Pengertian museum di Indonesia tercantum dalam Peraturan Pemerintah nomor 19 tahun 1995 tentang Pemeliharaan dan Pemanfaatan Benda Cagar Budaya di Museum. Dalam Peraturan Pemerintah tersebut dijelaskan bahwa museum adalah lembaga tempat menyimpan, merawat, mengamankan dan memanfaatkan benda-benda bukti material hasil budaya manusia serta alam lingkungannya, guna menunjang upaya perlindungan dan pelestarian kekayaan budaya bangsa untuk kepentingan generasi yang akan datang (Peraturan Pemerintah (PP) RI No.19, 1995: 3).

Konsep pendirian museum harus memenuhi persyaratan-persyaratan dan kriteria-kriteria yang telah ditentukan dengan mengacu pada tugas, peranan dan fungsi, serta tujuan museum. Pendirian museum perlu memperhatikan faktor lokasi yang menunjang kelestarian dan keamanan koleksi, serta kenyamanan pengunjung. Untuk maksud itu perlu dipertimbangkan dengan baik kemudahan aksesibilitas dan kesehatan lingkungannya. Lokasi museum sebaiknya berada jauh dari kawasan industri yang sarat dengan polusi, daerah berlumpur, berpasir, rawa, atau lokasi yang diketahui mengandung banyak rayap. Selain itu, perlu juga diperhatikan masalah suhu dan kelembaban udara demi mencegah kerusakan koleksi (Arbi, 2002: 32).

Keberadaan Museum Sejarah Batara Guru yang akan diuraikan dalam buku ini perlu diberdayakan pemanfaatannya semaksimal mungkin. Sehingga fungsinya sebagai museum dapat tecapai sebagaimana yang dikehendaki. Bila fungsi museum tercapai, maka masyarakat Luwu tentunya dapat mengetahui dan memahami kebudayaan yang berkembang di daerahnya.

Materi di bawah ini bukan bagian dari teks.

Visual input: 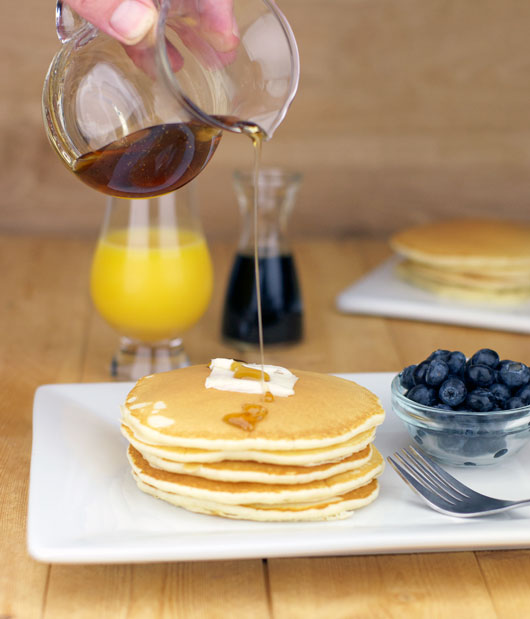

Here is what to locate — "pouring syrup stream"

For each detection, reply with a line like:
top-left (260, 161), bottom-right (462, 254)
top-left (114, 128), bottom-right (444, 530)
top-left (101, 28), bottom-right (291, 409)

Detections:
top-left (221, 122), bottom-right (271, 432)
top-left (235, 121), bottom-right (267, 395)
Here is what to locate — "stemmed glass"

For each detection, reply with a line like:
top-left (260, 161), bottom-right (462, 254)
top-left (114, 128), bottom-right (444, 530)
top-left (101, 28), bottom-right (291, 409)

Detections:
top-left (90, 184), bottom-right (213, 380)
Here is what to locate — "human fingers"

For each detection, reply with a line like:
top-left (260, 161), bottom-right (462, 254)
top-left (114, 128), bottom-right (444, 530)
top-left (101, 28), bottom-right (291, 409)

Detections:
top-left (125, 39), bottom-right (184, 77)
top-left (64, 0), bottom-right (158, 45)
top-left (198, 0), bottom-right (239, 53)
top-left (173, 23), bottom-right (236, 69)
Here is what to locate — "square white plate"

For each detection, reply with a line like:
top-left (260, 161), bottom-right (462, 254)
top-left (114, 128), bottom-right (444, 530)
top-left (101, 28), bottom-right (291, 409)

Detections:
top-left (28, 374), bottom-right (530, 564)
top-left (336, 256), bottom-right (530, 333)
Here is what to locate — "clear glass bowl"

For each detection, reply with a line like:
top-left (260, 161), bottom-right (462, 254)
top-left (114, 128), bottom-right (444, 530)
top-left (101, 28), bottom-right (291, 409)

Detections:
top-left (391, 375), bottom-right (530, 466)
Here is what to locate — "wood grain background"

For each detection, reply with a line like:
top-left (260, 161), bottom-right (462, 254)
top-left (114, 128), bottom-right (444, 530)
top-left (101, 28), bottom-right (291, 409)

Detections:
top-left (1, 0), bottom-right (530, 241)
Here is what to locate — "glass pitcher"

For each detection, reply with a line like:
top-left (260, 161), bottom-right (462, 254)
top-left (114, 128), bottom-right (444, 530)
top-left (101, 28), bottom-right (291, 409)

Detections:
top-left (43, 0), bottom-right (300, 197)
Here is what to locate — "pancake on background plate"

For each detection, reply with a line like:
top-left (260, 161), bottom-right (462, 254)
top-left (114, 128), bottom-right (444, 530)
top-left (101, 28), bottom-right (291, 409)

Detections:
top-left (390, 218), bottom-right (530, 302)
top-left (121, 360), bottom-right (385, 521)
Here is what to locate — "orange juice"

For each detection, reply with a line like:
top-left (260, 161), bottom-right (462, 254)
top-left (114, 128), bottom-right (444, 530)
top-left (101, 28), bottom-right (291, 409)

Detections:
top-left (90, 227), bottom-right (213, 342)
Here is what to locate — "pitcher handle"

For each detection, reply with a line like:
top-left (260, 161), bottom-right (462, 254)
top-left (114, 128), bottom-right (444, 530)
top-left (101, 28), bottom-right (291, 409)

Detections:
top-left (55, 0), bottom-right (96, 45)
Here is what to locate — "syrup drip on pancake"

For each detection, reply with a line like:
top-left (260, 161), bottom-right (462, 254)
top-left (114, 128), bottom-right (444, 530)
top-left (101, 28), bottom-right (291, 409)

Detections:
top-left (224, 362), bottom-right (272, 431)
top-left (223, 403), bottom-right (268, 432)
top-left (211, 360), bottom-right (287, 431)
top-left (231, 360), bottom-right (270, 382)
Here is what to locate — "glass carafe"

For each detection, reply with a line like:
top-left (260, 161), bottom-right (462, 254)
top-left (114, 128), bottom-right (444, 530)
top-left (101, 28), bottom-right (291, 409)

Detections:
top-left (222, 168), bottom-right (303, 348)
top-left (43, 0), bottom-right (300, 198)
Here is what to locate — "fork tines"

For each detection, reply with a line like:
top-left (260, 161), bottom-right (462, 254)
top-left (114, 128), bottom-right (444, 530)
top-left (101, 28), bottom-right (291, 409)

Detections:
top-left (388, 449), bottom-right (458, 512)
top-left (387, 446), bottom-right (491, 516)
top-left (401, 447), bottom-right (474, 498)
top-left (388, 446), bottom-right (525, 517)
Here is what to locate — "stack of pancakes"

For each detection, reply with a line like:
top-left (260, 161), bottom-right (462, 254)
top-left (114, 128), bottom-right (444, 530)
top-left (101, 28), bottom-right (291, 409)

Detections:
top-left (121, 364), bottom-right (385, 521)
top-left (390, 218), bottom-right (530, 303)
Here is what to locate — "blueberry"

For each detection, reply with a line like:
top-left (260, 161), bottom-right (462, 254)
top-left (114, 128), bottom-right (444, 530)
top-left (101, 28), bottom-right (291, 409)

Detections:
top-left (413, 361), bottom-right (429, 385)
top-left (439, 377), bottom-right (467, 407)
top-left (466, 363), bottom-right (495, 388)
top-left (516, 383), bottom-right (530, 405)
top-left (427, 349), bottom-right (451, 362)
top-left (399, 364), bottom-right (417, 389)
top-left (507, 396), bottom-right (525, 410)
top-left (425, 359), bottom-right (449, 386)
top-left (434, 403), bottom-right (454, 410)
top-left (406, 384), bottom-right (437, 406)
top-left (499, 361), bottom-right (530, 388)
top-left (470, 348), bottom-right (500, 369)
top-left (436, 433), bottom-right (467, 453)
top-left (490, 382), bottom-right (511, 408)
top-left (462, 437), bottom-right (506, 457)
top-left (494, 448), bottom-right (508, 458)
top-left (447, 351), bottom-right (466, 376)
top-left (495, 360), bottom-right (512, 383)
top-left (465, 388), bottom-right (495, 412)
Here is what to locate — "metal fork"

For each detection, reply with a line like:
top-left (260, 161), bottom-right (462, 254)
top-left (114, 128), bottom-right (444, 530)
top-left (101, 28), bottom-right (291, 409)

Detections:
top-left (387, 446), bottom-right (530, 517)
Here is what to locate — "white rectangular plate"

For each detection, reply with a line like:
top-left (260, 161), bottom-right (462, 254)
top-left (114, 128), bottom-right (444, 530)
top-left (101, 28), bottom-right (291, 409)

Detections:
top-left (336, 256), bottom-right (530, 333)
top-left (28, 374), bottom-right (530, 563)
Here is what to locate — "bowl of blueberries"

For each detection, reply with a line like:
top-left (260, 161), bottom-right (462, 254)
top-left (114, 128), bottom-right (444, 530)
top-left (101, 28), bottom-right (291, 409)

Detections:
top-left (391, 348), bottom-right (530, 466)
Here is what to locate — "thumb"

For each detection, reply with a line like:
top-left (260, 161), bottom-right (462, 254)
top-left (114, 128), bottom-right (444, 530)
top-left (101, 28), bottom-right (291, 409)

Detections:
top-left (64, 0), bottom-right (158, 46)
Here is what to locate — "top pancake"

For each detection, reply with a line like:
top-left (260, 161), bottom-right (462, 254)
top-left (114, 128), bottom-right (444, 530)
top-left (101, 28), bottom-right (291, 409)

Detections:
top-left (390, 219), bottom-right (530, 268)
top-left (122, 365), bottom-right (385, 450)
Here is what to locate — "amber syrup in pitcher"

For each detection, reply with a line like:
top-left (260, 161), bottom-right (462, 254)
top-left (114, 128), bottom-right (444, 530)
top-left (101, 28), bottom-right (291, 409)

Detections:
top-left (73, 121), bottom-right (222, 198)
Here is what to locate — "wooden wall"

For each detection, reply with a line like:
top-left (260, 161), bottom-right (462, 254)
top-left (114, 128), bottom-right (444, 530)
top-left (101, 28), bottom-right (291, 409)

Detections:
top-left (1, 0), bottom-right (530, 241)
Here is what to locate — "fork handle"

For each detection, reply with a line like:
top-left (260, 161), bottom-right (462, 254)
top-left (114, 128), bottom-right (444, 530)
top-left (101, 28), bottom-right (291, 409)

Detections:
top-left (509, 499), bottom-right (530, 510)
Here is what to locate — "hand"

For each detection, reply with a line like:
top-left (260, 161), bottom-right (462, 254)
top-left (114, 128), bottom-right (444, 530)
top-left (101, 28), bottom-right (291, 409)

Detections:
top-left (63, 0), bottom-right (238, 52)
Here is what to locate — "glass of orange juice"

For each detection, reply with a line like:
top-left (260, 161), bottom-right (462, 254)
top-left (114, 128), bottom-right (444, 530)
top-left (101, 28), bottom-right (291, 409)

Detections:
top-left (90, 184), bottom-right (213, 380)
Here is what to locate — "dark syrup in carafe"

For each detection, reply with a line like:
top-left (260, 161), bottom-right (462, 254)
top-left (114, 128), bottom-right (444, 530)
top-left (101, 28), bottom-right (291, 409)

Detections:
top-left (222, 120), bottom-right (303, 351)
top-left (222, 252), bottom-right (303, 346)
top-left (73, 121), bottom-right (222, 198)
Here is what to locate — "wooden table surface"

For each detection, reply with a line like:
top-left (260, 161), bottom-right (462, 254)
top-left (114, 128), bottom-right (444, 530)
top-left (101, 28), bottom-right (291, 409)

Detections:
top-left (2, 234), bottom-right (530, 618)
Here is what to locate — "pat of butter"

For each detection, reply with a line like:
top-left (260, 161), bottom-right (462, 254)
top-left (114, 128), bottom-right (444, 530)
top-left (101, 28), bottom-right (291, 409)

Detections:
top-left (206, 358), bottom-right (298, 397)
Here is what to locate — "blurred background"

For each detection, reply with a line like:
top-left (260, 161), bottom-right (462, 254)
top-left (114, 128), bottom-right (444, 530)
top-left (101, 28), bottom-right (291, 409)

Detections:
top-left (1, 0), bottom-right (530, 241)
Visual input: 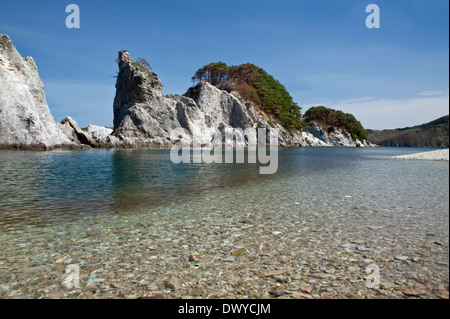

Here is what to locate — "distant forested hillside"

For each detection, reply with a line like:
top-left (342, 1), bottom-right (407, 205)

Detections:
top-left (367, 115), bottom-right (449, 148)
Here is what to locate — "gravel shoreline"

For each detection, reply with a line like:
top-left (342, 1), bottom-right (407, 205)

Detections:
top-left (392, 149), bottom-right (449, 162)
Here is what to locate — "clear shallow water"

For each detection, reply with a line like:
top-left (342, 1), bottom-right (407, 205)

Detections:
top-left (0, 147), bottom-right (448, 231)
top-left (0, 149), bottom-right (271, 229)
top-left (0, 147), bottom-right (448, 299)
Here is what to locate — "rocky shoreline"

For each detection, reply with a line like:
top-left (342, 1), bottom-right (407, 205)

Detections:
top-left (392, 149), bottom-right (449, 162)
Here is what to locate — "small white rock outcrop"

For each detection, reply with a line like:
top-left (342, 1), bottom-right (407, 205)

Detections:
top-left (308, 122), bottom-right (372, 147)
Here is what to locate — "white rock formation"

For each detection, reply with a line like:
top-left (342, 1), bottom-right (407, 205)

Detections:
top-left (0, 34), bottom-right (77, 150)
top-left (59, 116), bottom-right (96, 147)
top-left (0, 36), bottom-right (371, 150)
top-left (308, 122), bottom-right (372, 147)
top-left (85, 124), bottom-right (123, 148)
top-left (111, 50), bottom-right (338, 148)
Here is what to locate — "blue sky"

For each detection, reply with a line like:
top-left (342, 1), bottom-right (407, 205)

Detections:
top-left (1, 0), bottom-right (448, 129)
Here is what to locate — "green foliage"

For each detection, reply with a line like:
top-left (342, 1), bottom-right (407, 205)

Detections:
top-left (191, 62), bottom-right (230, 86)
top-left (132, 57), bottom-right (153, 75)
top-left (304, 106), bottom-right (368, 141)
top-left (192, 62), bottom-right (308, 132)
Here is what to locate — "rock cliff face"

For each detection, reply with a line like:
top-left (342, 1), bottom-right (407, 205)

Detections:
top-left (308, 122), bottom-right (372, 147)
top-left (0, 35), bottom-right (77, 150)
top-left (112, 50), bottom-right (189, 146)
top-left (111, 50), bottom-right (337, 148)
top-left (112, 50), bottom-right (257, 147)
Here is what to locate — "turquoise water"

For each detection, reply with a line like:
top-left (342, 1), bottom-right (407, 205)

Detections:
top-left (0, 147), bottom-right (448, 231)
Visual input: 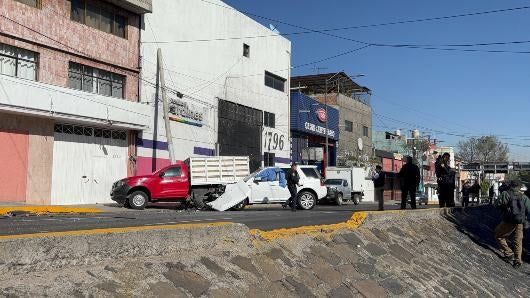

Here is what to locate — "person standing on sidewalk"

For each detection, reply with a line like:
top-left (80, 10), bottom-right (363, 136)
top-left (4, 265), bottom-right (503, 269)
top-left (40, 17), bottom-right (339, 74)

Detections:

Dalam seminar Potensi Permuseuman di Indonesia tahun 2008 hasil kerja sama FSRD ITB dengan Japan Foundation 12 April 2008, seorang pemateri Philip Grange mengatakan bahwa “salah satu persoalan yang dihadapi dalam pengelolaan museum adalah rendahnya minat kunjungan warga dan sebagian pengunjung datang karena paksaan, termasuk dalam kelompok ini adalah murid–murid sekolah yang mengikuti program study tour.

Kondisi fisik bangunan dan pengelolaan Museum Sejarah Batara Guru yang ada di Palopo masih kurang representatif. Padahal bangunan tersebut merupakan bekas bangunan yang pernah memiliki peranan penting dalam sejarah perjuangan dan pernah didiami oleh Andi Jemma, seorang tokoh nasional yang pernah mempunyai peranan penting dalam sejarah perjuangan di Sulawesi Selatan, khususnya di Luwu. Dari segi arsitekturnya, Museum Batara Guru tidak mengacu pada fungsi arsitektur sebuah museum, walaupun gedung ini pernah memiliki arti penting bagi sejarah perjuangan. Dari segi teknis penataan dalam ruang pameran yang berkorelasi erat dengan peristiwa dan sudah menjadi fakta sejarah, dirasakan adanya lompatan-lompatan peristiwa. Salah satu sebabnya tidak tersedianya data yang cukup untuk merekonstruksi peristiwa tersebut.

Belum dimanfaatkannya dengan baik gedung Istana Datu Luwu menjadi Museum Batara Guru selama ini, dilatarbelakangi kondisi gedung dan dukungan data yang kurang memadai. Hal ini mengakibatkan fungsi dan peranannya sebagai sebuah museum belum optimal. Masalah tersebut harus segera diatasi dengan melakukan berbagai pembenahan dan mencari solusi penyelesainnya. Penyelesaian masalah harus dilakukan secara menyeluruh, baik secara internal maupun eksternal. Secara internal harus melakukan pembinaan dan peningkatan aspek-aspkek teknis, sedangkan secara eksternal harus melakukan komunikasi dengan berbagai stake holders dan masyarakat.

Pengertian Museum

Kata “museum” pada masa lalu digunakan untuk menyebut sebuah kuil yang didirikan untuk para Muse. Muse sebutan untuk sembilan orang dewi yang melindungi kesejahteraan dari epik, musik, puisi cinta, oratori, sejarah, tragedi, komedi, dansa dan astronomi (Edson dalam Junus, 2008: 20). Jadi, pada awalnya museum dikenal sebagai sebuah tempat untuk mempresentasikan kebudayaan yang hidup di masyarakat.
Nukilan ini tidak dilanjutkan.